The terrible lesson of Castile’s death — that a police officer might kill a black person for any or no reason — was clear enough for a toddler. And yet the footage of the exchange was released the week after the officer, Jeronimo Yanez, was acquitted.

A jury cleared Yanez in the killing, which became notorious when Reynolds broadcast its aftermath on Facebook Live, despite having watched another newly released video of the shooting itself. It captures Castile, stopped on the pretext of broken brake lights because his “wide-set nose” reminded Yanez of a robbery suspect, calmly informing the officer of his legally registered firearm — a precaution recommende­d by gun-rights advocates and not expected of anyone planning to shoot a cop. Neverthele­ss, within 40 seconds of telling Castile about his faulty lights, Yanez fires seven bullets into the car.

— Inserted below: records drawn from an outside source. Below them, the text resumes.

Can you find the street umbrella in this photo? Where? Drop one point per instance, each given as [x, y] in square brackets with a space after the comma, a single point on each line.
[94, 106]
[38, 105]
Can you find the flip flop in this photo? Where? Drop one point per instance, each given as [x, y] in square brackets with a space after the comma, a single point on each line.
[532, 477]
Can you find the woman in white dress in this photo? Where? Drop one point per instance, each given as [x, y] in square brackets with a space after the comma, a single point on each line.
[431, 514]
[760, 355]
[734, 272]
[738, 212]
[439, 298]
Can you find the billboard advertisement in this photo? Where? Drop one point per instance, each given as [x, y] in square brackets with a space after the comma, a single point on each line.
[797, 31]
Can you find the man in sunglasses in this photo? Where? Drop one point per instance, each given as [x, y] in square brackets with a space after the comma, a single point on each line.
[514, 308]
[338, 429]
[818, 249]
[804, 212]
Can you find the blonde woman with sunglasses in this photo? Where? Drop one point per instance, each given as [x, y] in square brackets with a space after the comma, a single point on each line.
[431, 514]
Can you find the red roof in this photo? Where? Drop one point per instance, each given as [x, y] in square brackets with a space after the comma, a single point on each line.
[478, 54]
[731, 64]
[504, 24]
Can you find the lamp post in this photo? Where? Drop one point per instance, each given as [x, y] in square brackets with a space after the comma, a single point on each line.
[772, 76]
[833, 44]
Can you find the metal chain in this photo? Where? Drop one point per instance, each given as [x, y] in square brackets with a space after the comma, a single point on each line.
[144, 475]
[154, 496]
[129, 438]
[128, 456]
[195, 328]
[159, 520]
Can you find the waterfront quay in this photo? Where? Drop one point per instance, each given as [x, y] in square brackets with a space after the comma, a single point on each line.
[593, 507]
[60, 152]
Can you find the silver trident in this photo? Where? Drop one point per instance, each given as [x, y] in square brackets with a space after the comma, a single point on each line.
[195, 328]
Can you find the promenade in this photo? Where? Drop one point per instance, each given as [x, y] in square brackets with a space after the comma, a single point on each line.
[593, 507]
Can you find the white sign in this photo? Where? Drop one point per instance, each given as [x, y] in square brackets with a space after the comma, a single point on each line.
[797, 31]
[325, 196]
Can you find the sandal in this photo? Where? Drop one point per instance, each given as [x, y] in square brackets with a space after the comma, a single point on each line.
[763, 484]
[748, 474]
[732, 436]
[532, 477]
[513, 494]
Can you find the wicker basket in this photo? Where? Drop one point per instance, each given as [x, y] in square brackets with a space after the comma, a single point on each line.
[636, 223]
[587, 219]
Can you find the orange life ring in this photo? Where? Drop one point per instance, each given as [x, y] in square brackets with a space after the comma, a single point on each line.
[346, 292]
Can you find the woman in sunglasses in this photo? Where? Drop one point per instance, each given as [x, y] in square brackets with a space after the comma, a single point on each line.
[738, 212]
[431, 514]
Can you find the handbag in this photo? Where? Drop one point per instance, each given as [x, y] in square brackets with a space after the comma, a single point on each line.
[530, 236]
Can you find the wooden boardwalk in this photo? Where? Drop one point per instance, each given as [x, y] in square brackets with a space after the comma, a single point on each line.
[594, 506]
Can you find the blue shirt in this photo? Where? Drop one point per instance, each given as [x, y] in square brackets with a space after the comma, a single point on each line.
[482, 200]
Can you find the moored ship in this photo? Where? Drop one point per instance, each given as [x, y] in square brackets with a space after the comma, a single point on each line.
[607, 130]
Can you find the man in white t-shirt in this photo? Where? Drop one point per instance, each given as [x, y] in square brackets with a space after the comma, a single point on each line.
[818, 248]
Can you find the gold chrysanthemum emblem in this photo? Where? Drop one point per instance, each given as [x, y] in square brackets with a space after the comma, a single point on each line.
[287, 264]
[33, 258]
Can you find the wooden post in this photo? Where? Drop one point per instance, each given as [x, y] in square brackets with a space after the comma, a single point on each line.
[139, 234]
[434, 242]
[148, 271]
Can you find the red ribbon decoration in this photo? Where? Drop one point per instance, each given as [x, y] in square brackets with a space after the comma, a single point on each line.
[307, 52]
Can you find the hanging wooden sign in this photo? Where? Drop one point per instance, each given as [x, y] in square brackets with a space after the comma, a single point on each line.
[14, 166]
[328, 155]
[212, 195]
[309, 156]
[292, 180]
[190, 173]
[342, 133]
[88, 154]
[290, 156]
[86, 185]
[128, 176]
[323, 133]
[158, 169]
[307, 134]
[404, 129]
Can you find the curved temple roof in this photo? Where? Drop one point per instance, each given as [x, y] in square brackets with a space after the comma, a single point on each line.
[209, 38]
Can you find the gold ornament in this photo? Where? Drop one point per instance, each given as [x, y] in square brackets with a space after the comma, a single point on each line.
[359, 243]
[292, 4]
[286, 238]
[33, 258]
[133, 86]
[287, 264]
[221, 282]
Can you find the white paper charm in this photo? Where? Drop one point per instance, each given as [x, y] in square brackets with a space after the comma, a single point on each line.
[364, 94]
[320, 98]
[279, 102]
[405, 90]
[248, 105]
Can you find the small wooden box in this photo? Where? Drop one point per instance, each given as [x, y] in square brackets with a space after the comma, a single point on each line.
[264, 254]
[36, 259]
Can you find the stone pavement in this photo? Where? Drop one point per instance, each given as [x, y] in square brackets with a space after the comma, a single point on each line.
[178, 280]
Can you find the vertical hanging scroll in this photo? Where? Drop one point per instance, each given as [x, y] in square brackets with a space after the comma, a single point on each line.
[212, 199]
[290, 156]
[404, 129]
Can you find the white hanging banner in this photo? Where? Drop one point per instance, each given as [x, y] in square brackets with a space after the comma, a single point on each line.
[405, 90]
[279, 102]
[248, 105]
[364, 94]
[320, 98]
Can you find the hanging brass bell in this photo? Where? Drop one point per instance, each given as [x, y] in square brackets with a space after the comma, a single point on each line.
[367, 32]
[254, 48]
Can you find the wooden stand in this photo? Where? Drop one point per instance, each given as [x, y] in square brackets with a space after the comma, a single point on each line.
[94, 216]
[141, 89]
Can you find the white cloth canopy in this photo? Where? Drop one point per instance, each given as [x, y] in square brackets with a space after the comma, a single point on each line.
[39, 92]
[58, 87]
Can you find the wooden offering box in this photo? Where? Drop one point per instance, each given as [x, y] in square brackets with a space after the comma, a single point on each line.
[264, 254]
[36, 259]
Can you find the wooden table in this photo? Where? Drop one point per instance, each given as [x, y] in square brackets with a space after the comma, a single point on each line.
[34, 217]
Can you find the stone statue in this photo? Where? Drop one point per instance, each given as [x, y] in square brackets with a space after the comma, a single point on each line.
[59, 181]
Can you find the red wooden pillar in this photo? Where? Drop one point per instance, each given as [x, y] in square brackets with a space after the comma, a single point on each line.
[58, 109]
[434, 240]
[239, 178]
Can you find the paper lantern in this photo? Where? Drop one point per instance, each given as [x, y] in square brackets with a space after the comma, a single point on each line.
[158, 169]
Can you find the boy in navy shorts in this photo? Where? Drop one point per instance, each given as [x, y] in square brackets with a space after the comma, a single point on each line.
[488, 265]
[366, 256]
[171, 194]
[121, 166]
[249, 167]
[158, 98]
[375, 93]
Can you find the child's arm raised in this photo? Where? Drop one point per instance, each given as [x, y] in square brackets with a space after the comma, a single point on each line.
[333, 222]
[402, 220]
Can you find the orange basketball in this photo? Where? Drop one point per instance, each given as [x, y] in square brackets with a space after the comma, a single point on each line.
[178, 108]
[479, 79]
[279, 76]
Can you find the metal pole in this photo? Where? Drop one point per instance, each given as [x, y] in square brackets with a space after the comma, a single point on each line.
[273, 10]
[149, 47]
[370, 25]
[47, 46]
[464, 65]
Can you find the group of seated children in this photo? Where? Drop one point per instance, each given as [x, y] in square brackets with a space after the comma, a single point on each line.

It’s difficult to imagine what precipitat­ed this outcome other than profiling and panic. Castile had been stopped by police at least 52 times since 2002 and cited for 86 minor violations, half of them dismissed. Yanez told investigat­ors that the odor of marijuana in the car convinced him that Castile was capable of murder.

Since 2015, juries, judges and prosecutor­s have excused police officers for dubious killings of black men and youths in New York, Maryland, Ohio, Wisconsin, Missouri, Louisiana and Oklahoma. While the specifics differ in each case, the general impression of prejudice and impunity is unmistakab­le.